2547 sayılı Kanun’un özerklik noktasında getirdiği yetersiz hükümler, neredeyse sadece hakkını arayan personele karşı işletilmektedir. Sendikal anlamda, üniversitelerde gördüğümüz temel problem, hiç şüphesiz öğretim üyelerinin ve çalışanların özlük ve özgürlük problemidir, dolayısıyla üniversitelerde değişim ve gelişime karşı oluşturulan dirençtir. Bu direnci kırmak bizce mümkündür. Bunun yolunun da, Aliya’nın ifade ettiği gibi, dik duruştan ve onurlu bir mücadeleden geçtiği açıktır.
İfade özgürlüğü, sadece üniversite yönetimini öven beyanlara indirgenmiştir.
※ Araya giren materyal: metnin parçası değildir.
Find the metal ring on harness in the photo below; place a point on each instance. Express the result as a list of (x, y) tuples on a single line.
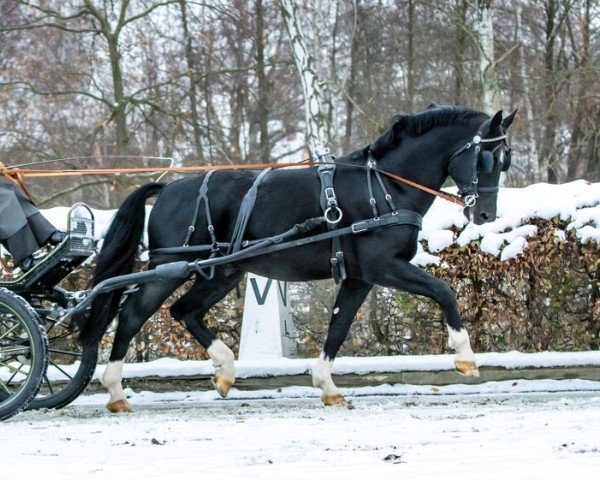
[(333, 221), (470, 200)]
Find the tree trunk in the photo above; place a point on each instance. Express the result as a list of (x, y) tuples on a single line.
[(316, 128), (459, 52), (410, 72), (487, 60), (547, 155), (191, 67), (351, 85), (263, 85), (579, 124), (526, 99), (120, 103)]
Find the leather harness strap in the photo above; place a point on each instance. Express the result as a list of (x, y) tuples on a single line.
[(18, 175)]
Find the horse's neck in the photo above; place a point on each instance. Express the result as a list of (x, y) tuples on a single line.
[(423, 160)]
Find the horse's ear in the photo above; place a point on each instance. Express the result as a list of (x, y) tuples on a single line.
[(496, 122), (509, 119)]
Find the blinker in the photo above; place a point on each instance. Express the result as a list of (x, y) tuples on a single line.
[(486, 161)]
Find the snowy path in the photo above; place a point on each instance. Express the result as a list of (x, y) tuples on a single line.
[(491, 436)]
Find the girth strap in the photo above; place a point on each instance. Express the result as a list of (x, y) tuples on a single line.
[(332, 214), (202, 197), (244, 214)]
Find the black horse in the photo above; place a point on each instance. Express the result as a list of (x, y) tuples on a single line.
[(466, 144)]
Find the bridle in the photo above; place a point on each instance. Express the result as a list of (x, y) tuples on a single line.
[(470, 192)]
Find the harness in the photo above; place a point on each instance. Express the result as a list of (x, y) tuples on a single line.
[(238, 249), (470, 192)]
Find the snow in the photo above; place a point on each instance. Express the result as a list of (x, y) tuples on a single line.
[(171, 367), (421, 433), (577, 202)]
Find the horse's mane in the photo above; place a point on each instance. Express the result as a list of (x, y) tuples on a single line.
[(420, 123)]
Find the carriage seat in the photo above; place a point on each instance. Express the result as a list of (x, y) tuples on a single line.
[(60, 261)]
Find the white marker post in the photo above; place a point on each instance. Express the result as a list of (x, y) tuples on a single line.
[(267, 327)]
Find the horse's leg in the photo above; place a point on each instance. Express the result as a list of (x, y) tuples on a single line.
[(191, 309), (138, 308), (402, 275), (350, 297)]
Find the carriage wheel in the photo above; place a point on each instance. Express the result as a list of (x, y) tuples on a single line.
[(23, 353), (70, 367)]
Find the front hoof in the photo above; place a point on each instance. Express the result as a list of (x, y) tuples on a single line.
[(222, 385), (120, 406), (467, 368), (336, 401)]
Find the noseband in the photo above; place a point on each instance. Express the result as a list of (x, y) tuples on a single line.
[(470, 194)]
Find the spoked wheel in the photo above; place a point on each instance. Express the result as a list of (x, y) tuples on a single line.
[(70, 367), (23, 353)]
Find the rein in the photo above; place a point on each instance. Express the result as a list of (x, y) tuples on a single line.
[(17, 175)]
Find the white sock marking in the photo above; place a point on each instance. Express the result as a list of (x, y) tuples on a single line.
[(459, 341), (322, 376), (222, 358), (112, 380)]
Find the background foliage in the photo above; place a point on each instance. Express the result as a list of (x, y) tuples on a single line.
[(215, 82)]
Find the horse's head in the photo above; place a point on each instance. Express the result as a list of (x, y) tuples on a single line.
[(477, 165)]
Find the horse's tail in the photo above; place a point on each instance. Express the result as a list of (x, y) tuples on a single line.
[(117, 257)]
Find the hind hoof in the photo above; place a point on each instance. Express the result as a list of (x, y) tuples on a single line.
[(120, 406), (222, 385), (467, 368), (336, 401)]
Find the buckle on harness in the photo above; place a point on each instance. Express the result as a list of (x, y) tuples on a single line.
[(359, 227), (330, 196)]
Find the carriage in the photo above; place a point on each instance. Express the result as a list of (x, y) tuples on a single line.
[(41, 364)]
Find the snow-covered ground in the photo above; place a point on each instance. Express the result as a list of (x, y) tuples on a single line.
[(456, 432), (274, 367)]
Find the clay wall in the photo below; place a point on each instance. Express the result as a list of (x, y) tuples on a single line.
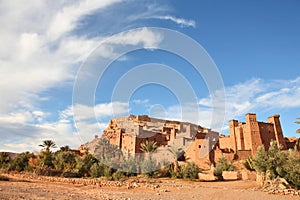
[(128, 143), (226, 143), (277, 129), (267, 133), (243, 154)]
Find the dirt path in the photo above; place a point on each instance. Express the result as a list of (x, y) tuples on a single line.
[(18, 188)]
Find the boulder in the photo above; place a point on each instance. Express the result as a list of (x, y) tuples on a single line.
[(247, 175), (230, 175), (207, 177)]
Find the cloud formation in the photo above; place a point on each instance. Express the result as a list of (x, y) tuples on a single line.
[(180, 21)]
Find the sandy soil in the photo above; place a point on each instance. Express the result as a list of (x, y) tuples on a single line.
[(18, 188)]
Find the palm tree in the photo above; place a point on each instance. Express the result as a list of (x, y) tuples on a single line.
[(65, 148), (48, 144), (149, 147), (298, 122), (177, 152), (298, 131)]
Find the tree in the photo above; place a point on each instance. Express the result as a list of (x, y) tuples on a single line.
[(65, 161), (298, 122), (4, 159), (176, 152), (20, 163), (297, 131), (47, 145), (222, 165), (65, 148)]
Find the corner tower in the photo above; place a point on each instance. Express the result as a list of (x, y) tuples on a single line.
[(277, 130)]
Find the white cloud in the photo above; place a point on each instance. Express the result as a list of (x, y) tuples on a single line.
[(179, 21)]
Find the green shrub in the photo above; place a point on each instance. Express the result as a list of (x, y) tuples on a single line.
[(3, 178), (108, 171), (149, 167), (118, 175), (174, 174), (97, 170), (284, 164), (46, 160), (20, 163), (190, 171), (84, 164), (4, 160), (64, 160), (222, 165), (248, 164)]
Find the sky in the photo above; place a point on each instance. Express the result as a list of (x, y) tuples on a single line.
[(68, 67)]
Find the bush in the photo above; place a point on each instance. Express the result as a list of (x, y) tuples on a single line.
[(149, 167), (4, 160), (20, 163), (178, 174), (47, 172), (222, 165), (64, 160), (97, 170), (4, 178), (118, 175), (190, 171), (248, 164), (46, 160), (84, 165), (283, 164)]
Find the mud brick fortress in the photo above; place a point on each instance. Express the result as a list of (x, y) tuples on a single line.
[(201, 145)]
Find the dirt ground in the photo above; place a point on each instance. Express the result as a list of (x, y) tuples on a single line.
[(20, 188)]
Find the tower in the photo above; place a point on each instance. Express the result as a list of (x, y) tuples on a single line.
[(252, 135), (277, 130)]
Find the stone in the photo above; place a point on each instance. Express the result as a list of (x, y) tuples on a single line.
[(230, 175), (207, 177)]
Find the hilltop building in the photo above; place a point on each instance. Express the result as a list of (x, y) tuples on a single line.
[(201, 145)]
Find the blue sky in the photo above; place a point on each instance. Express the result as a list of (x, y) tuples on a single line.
[(255, 45)]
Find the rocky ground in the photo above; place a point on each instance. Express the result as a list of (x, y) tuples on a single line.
[(32, 187)]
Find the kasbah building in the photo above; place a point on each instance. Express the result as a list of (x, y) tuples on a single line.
[(201, 145)]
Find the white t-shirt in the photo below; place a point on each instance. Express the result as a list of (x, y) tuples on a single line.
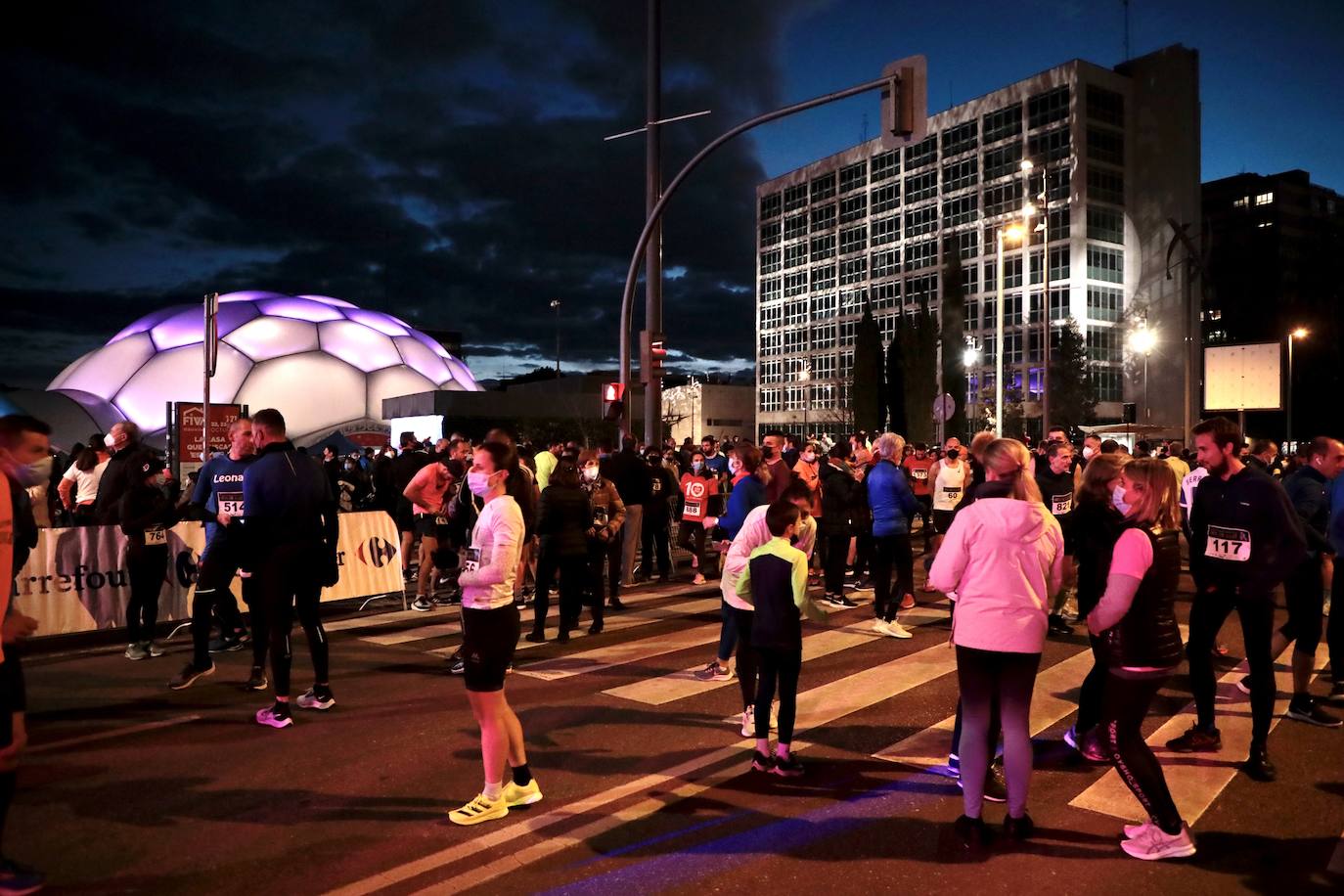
[(948, 485), (491, 563), (86, 481)]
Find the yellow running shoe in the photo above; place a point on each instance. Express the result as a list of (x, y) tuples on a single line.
[(478, 810), (517, 795)]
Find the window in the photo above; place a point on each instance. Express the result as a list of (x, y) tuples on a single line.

Akademik yükseltmeler başta olmak üzere akademik iş ve işleyişle ilgili hiçbir konuda herhangi bir aykırı görüşe müsamaha gösterilmezken, idari personelin kendi hakları ve sorunları konusunda konuşması dahi yadırganacak bir davranış olarak görülmektedir.
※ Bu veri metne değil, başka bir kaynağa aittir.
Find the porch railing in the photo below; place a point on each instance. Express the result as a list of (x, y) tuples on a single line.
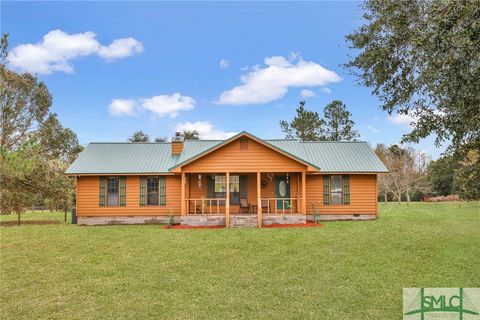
[(280, 205), (205, 205), (217, 205)]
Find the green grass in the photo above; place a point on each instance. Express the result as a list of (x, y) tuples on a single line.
[(345, 270)]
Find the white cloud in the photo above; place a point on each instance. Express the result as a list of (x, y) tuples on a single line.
[(168, 104), (119, 107), (162, 105), (224, 64), (262, 85), (57, 49), (120, 48), (402, 119), (205, 130), (326, 90), (305, 93)]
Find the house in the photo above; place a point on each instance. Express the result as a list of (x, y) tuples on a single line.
[(241, 181)]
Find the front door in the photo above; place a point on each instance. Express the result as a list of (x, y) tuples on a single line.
[(282, 191)]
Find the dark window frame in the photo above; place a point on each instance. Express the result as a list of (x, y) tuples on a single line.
[(234, 196), (148, 194)]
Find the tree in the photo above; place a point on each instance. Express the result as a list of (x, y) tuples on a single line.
[(139, 136), (306, 126), (384, 179), (422, 58), (35, 148), (25, 103), (339, 126), (190, 135), (467, 176), (407, 172), (441, 175)]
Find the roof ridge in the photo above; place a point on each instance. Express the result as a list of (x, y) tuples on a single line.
[(129, 143), (333, 141)]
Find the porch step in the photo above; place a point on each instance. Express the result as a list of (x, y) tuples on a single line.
[(243, 221)]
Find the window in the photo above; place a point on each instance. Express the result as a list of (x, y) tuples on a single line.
[(220, 189), (112, 191), (243, 144), (234, 189), (220, 186), (152, 191), (336, 189)]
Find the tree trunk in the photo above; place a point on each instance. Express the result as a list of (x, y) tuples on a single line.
[(66, 209)]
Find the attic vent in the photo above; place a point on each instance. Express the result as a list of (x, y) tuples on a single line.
[(243, 144)]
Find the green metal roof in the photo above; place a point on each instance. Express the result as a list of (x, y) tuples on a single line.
[(131, 158), (127, 158), (333, 156)]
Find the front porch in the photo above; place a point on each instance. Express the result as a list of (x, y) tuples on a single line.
[(250, 199)]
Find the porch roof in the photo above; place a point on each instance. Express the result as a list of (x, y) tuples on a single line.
[(147, 158)]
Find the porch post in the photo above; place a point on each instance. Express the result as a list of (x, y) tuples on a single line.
[(227, 202), (304, 193), (259, 200), (182, 194)]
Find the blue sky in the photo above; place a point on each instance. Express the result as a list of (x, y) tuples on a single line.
[(220, 67)]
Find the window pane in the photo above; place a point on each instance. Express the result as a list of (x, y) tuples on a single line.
[(336, 198), (112, 191), (220, 184), (234, 184), (152, 191), (336, 184)]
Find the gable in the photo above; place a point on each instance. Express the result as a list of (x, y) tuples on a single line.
[(244, 155)]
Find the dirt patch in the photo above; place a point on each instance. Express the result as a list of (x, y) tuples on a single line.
[(177, 226), (14, 223), (294, 225)]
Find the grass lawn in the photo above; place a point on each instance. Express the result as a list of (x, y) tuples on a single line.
[(345, 270)]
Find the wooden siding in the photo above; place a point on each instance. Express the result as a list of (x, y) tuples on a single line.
[(88, 199), (363, 195), (257, 157)]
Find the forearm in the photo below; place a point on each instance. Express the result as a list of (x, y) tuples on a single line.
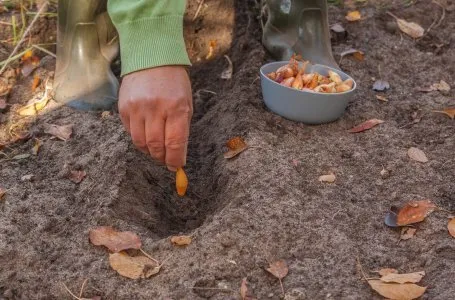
[(150, 31)]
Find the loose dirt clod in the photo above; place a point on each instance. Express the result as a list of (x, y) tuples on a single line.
[(417, 155), (115, 241), (181, 240)]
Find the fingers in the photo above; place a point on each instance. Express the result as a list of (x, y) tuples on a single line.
[(176, 143), (137, 131), (154, 136)]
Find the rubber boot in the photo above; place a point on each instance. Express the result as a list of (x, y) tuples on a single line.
[(86, 46), (301, 27)]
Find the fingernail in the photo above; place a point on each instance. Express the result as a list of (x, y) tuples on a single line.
[(172, 169)]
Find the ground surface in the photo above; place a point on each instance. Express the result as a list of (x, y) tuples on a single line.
[(267, 204)]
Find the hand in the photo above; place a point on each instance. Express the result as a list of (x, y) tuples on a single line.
[(156, 106)]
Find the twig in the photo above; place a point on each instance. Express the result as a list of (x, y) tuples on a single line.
[(44, 50), (82, 287), (149, 256), (282, 288), (201, 2), (43, 7)]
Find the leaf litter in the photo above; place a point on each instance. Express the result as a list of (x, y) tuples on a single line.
[(393, 290)]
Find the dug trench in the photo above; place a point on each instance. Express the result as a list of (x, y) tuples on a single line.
[(264, 205)]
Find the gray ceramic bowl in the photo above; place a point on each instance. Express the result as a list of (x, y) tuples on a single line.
[(304, 106)]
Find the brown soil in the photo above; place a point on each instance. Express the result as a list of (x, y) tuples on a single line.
[(267, 204)]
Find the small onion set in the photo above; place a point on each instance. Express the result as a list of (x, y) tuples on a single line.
[(293, 76)]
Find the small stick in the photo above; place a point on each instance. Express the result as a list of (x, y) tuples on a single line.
[(44, 50), (201, 2), (82, 287), (43, 7)]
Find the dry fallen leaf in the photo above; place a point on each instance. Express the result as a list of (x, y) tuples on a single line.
[(62, 132), (382, 98), (381, 85), (114, 240), (407, 233), (450, 225), (359, 55), (212, 46), (450, 112), (181, 240), (236, 146), (77, 176), (36, 147), (181, 182), (243, 289), (365, 125), (412, 29), (227, 73), (35, 83), (133, 267), (403, 278), (330, 178), (279, 269), (417, 155), (395, 291), (386, 271), (414, 212), (353, 16)]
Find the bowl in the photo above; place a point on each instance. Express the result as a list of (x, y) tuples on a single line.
[(304, 106)]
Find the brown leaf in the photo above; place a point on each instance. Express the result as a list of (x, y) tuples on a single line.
[(450, 112), (407, 233), (403, 278), (353, 16), (382, 98), (450, 225), (181, 182), (279, 269), (243, 289), (62, 132), (406, 291), (114, 240), (365, 125), (181, 240), (212, 46), (36, 82), (386, 271), (36, 147), (330, 178), (227, 73), (2, 193), (414, 212), (359, 55), (417, 155), (77, 176), (133, 267), (236, 145)]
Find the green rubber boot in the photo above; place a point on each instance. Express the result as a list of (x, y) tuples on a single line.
[(301, 27), (87, 43)]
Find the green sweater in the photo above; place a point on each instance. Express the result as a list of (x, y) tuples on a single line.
[(150, 31)]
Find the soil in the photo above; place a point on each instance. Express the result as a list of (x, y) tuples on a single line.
[(264, 205)]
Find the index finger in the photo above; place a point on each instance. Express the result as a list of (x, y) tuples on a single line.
[(176, 141)]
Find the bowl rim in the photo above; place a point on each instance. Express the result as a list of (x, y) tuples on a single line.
[(261, 70)]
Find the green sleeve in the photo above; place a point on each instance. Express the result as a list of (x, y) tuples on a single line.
[(150, 31)]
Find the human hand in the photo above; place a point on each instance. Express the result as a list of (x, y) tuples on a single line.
[(156, 107)]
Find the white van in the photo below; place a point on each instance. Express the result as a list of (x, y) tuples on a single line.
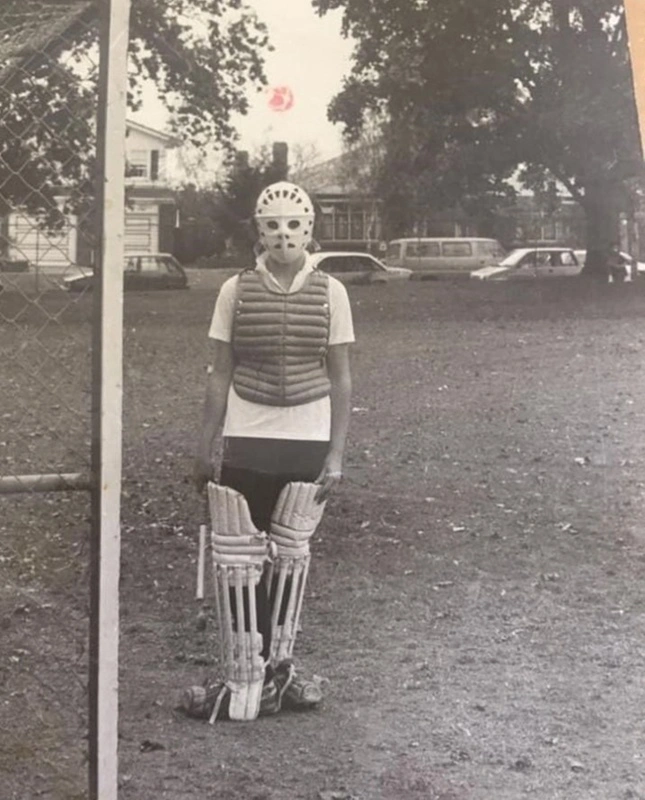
[(444, 256)]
Kamuda bu türden bir özgürlük aleyhtarı davranış tarzının en son görülmesi gereken yer olan üniversitelerin örgütlenme özgürlüğünün ihlalinde ilk sırada yer alması, üniversite yönetimlerinin, bırakın çağı yakalamayı, çağının gerisinden gittiğini dahi anlayamadıklarını göstermektedir.
Bugün üniversitelerimizde özel güvenlik personeli hak arayan çalışanlara karşı kolluk kuvvetine dönüştürülmüş durumdadır. Sendikal faaliyetler bir güvenlik sorunu olarak algılanmaktadır. Üniversite yönetimine karşı edilen en ufak bir eleştiri cümlesi dahi hakaret ve tehdit olarak değerlendirilmektedir. Mardin Artuklu Üniversitesi’nde sendikamızın üniversite temsilcisinin üniversite yönetimi hakkındaki basın açıklamasına katılmasının bile bir suç olarak görülüp disiplin soruşturmasına konu edilmesi buna örnektir. Her türden sendikal yayını, neredeyse suç örgütü dokümanı kategorisinde değerlendirmeyi kafalarından geçiren yöneticilerin olduğunu söylemek de pek abartı sayılmaz. Eleştirel düşünceye karşı çıkan böyle bir yapıdan bilimsel özgürlük beklemek mümkün mü?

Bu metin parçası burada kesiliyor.